Apache Spark | A Processing Friend

Gobalakrishnan Viswanathan
The Startup
Published in
7 min readAug 7, 2020

Apache Spark is an open-sourced, distributed data processing system for big data applications that follows the in-memory caching technique for fast response almost against any data size. From Its official site,

Apache Spark is a unified analytics engine for large-scale data processing. It provides high-level APIs in Java, Scala, Python and R, and an optimized engine that supports general execution graphs

Four advantages of Apache Spark from its developers,

1. Speed

Runs approx. 100X faster than its competitor Hadoop Eco. It achieves high performance for both Batch and Streaming data.

2. Ease of Use

Supports over 80 high-level operators to build parallel apps including industry rulers like Scala, Python, R, SQL and more

3. Generality

Spark comes up with a pack of libraries for SQL, Machine Learning, Streaming, and Graphing. These applications can be used in the same application seamlessly.

4. Runs Everywhere

No need for any special infrastructure requirements. Runs on already available environments like Hadoop, Mesos, Kubernetes, Cloud, or can be run as a standalone.

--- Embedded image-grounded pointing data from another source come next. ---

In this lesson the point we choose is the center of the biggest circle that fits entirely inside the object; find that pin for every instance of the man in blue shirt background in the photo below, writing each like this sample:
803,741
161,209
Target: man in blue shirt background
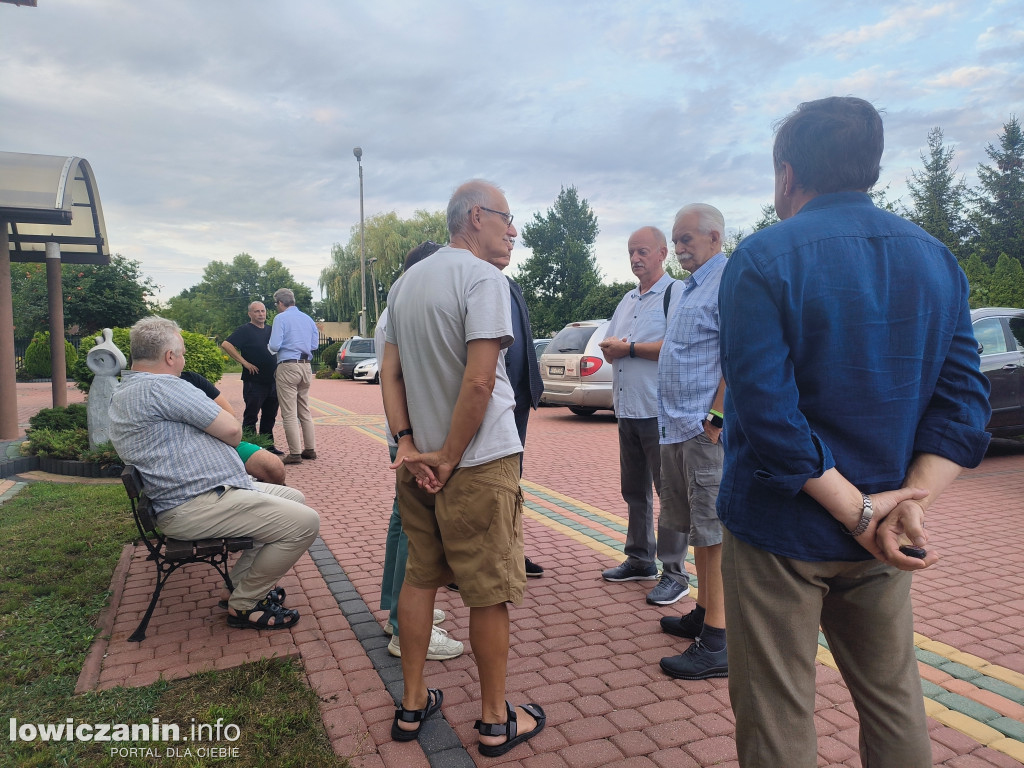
634,342
854,398
690,394
294,338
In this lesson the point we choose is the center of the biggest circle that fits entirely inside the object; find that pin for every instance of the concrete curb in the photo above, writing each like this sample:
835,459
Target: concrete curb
437,739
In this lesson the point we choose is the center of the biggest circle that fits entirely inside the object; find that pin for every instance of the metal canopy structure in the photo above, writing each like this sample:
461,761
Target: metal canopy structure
51,199
49,211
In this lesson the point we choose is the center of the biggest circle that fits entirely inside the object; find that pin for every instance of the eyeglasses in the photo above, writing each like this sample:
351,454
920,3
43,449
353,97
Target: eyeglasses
506,216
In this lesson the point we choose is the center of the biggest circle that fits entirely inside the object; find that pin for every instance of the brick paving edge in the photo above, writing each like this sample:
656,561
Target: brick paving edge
88,679
438,740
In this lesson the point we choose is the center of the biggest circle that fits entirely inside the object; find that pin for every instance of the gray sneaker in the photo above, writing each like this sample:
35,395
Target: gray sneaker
627,572
441,646
668,591
696,663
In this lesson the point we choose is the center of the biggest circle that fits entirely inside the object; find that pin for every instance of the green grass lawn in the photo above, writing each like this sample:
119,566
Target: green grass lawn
58,547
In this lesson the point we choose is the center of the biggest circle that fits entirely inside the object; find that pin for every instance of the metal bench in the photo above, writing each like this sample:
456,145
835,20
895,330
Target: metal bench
167,553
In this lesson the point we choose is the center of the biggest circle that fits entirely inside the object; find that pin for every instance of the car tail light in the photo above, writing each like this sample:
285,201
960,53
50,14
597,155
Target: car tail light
589,365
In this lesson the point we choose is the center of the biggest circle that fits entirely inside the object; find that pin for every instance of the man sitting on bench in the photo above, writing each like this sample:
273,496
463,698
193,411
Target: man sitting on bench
182,443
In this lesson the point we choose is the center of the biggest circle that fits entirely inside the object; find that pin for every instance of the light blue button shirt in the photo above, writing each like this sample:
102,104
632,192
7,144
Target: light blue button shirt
294,335
689,368
640,317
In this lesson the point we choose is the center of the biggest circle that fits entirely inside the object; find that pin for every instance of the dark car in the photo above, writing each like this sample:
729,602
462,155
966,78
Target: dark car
999,333
352,352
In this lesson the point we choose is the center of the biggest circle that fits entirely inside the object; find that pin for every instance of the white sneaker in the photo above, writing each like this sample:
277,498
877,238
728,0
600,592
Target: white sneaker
438,617
441,646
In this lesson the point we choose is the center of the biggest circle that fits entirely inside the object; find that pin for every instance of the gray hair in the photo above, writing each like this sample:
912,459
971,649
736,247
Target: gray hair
153,336
474,193
710,219
286,296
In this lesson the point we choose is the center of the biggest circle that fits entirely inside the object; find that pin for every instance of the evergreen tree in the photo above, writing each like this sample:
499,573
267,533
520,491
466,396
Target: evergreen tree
1008,283
999,203
938,196
562,270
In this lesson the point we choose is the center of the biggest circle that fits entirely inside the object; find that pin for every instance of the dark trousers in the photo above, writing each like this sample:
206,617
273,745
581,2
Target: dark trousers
259,397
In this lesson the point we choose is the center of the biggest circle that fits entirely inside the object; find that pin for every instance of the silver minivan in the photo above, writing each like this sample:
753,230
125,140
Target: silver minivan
574,372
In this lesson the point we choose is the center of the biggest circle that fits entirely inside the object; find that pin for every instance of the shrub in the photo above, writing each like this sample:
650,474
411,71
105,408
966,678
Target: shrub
67,443
82,373
58,419
103,454
37,356
329,355
202,355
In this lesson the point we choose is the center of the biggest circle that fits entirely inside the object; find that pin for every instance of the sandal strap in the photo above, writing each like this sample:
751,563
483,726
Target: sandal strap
508,728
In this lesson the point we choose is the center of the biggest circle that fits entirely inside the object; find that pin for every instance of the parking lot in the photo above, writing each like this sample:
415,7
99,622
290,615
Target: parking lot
586,649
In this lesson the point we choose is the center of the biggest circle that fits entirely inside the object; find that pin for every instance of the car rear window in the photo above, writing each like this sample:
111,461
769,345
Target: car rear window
571,340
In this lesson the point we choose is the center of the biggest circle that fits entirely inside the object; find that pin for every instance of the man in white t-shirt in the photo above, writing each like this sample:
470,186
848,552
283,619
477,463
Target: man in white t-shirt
450,403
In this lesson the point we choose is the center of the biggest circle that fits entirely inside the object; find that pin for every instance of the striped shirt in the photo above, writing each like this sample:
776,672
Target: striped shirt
689,368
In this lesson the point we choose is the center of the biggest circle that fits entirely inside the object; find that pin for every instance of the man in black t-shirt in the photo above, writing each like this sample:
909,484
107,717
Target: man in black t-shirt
248,345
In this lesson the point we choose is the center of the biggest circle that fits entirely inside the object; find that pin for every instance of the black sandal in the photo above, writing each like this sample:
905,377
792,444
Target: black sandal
276,595
434,698
509,730
283,617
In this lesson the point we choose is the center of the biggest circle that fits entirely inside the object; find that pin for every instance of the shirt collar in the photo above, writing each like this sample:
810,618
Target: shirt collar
701,272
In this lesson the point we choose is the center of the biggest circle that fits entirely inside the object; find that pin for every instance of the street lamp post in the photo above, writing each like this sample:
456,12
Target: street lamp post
373,279
357,152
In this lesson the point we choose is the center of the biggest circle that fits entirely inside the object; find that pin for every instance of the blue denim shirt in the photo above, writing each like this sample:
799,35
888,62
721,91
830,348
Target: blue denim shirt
640,317
846,342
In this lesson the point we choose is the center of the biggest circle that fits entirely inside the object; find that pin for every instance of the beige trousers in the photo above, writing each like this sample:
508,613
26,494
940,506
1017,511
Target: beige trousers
282,526
773,606
293,396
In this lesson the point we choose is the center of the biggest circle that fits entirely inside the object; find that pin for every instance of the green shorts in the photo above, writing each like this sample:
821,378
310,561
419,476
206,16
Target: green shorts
246,450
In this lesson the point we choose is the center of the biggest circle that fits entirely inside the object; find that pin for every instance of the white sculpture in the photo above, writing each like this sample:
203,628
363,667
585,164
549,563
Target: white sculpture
107,361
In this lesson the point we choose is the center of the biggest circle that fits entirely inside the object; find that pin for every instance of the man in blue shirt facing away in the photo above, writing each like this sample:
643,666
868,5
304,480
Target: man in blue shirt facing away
854,398
689,415
294,338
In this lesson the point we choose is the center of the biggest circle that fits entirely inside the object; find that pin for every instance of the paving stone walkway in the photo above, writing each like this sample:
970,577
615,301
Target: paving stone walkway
585,649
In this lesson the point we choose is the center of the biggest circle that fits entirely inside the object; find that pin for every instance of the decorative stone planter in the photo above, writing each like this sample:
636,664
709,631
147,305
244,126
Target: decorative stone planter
79,469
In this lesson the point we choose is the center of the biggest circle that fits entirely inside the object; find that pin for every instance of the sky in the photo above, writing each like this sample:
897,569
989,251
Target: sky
216,127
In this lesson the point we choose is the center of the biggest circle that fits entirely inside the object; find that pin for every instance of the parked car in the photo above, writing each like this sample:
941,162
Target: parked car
573,370
368,371
352,352
999,333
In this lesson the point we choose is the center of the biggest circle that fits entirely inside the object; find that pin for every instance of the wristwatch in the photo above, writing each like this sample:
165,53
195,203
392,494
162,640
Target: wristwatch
865,517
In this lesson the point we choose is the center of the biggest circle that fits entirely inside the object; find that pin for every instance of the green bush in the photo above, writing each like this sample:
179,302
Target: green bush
67,443
37,356
329,355
202,355
104,454
58,419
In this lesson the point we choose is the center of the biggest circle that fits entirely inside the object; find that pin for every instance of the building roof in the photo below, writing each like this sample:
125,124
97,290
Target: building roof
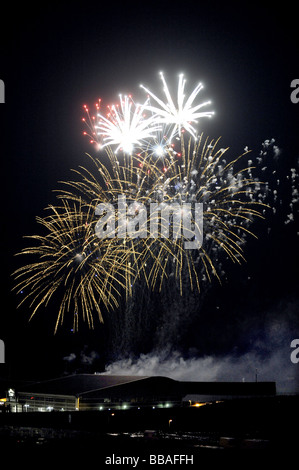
79,384
122,386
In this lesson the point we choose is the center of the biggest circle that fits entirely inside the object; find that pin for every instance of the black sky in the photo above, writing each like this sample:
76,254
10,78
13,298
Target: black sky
55,57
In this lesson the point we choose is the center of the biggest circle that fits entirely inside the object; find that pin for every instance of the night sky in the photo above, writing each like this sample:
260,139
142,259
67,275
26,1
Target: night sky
57,57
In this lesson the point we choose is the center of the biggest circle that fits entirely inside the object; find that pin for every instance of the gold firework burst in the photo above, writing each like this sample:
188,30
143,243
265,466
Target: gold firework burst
84,274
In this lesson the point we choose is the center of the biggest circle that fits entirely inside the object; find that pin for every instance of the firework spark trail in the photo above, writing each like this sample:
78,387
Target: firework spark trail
198,173
179,116
88,272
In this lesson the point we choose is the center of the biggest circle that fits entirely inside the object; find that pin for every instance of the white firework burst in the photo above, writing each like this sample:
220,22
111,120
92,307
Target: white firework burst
181,115
126,125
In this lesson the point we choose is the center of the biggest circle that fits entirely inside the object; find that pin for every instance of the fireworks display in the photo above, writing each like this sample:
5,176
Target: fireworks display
86,272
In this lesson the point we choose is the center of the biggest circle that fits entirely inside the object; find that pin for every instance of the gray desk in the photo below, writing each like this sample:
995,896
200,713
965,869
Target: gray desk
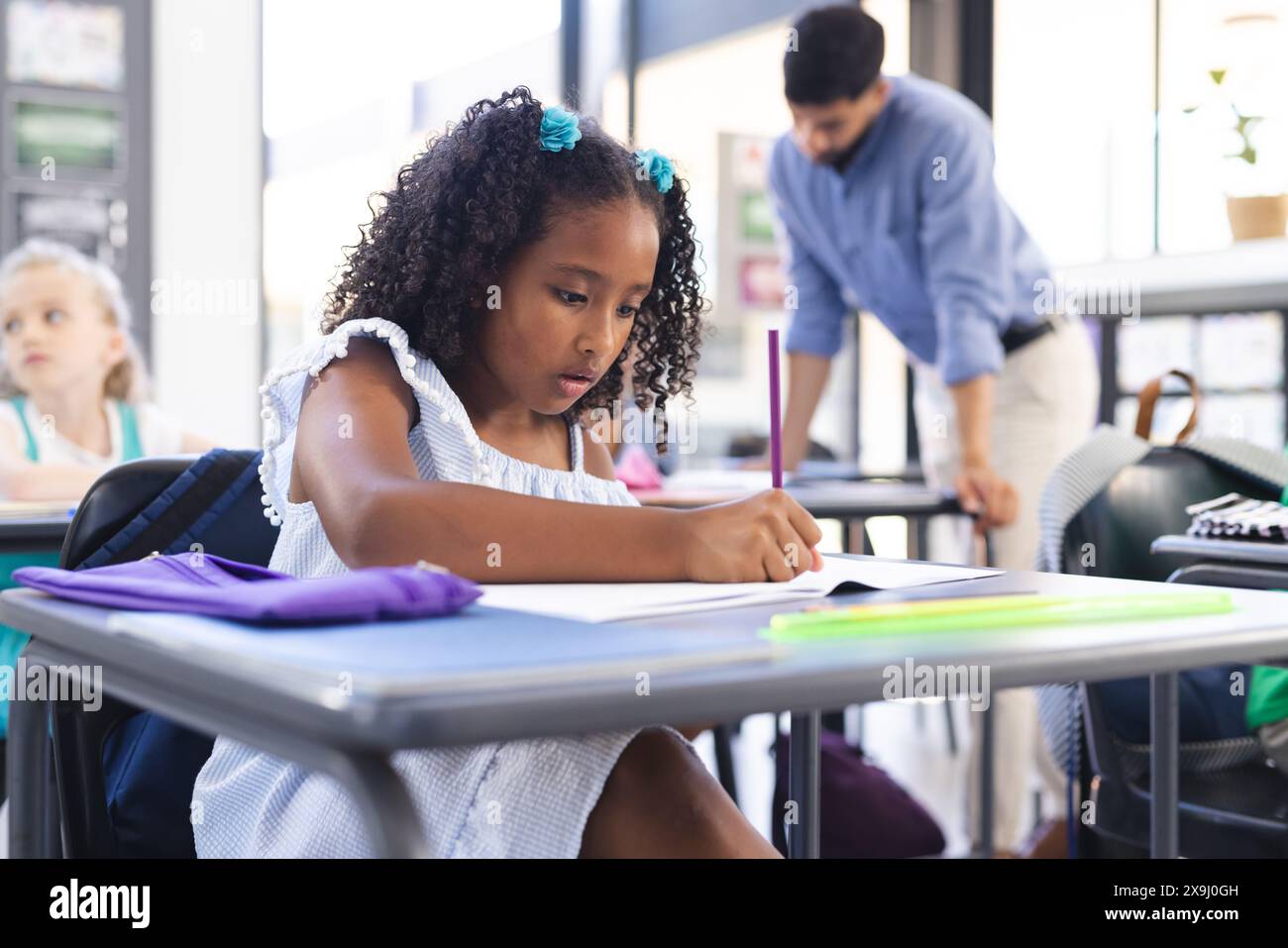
351,738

Why is Spark winning Hearts?

The main reason for using Apache Spark is It’s Unified Engine. Before the entry of Spark, there are so many tools that were used to do specific jobs on the top of HDFS-MapReduce.

Why Apache Spark over other tools? (Image Credits to GreatLearning.in team)

Before Apache Spark, There was a king who started this Big Data Processing Era named HDFS-MapReduce which was used to store and process a large volume of the data. But when time goes, data grows with its very own friend complexity. This brought the difficulty to handle different types of requirements. Lots of tools developed to take care of different needs. For example,

  1. Impala: MPP (Massive Parallel Processing) SQL query engine for processing huge volumes of data that is stored in a Hadoop cluster.
  2. Storm: Tool for real-time data processing
  3. Mahout: Used for creating scalable machine learning algorithms
  4. Drill: Low latency distributed query engine for large-scale datasets
    and so on tools …

So, It became very difficult to manage all these requirements for data processing and manipulating. Here Apache Spark comes in. Its Unified Engine can do the job of all these tools.

Spark Core is the underlying general execution engine for the Spark platform that all other functionalities like Spark SQL, Spark Streaming, MLib and GraphX uses.

Yes, obviously SPEED is one more important reason to pick SPARK.

Spark Architecture:

Once again thank you for the great picture from great learning.in. The below one explains the Core Architecture of the Spark neatly.

Architecture of Apache Spark. (Thanks again for the picture greatlearning.in)

So get into the image. The centered red-yellow thing here is our loved SPARK.
The two things on it referring to the ROM and RAM of the environment the Spark belongs to. Those are important because Spark uses them much effectively so that its response is speedy.

The first layer is about the languages supported by Apache Spark.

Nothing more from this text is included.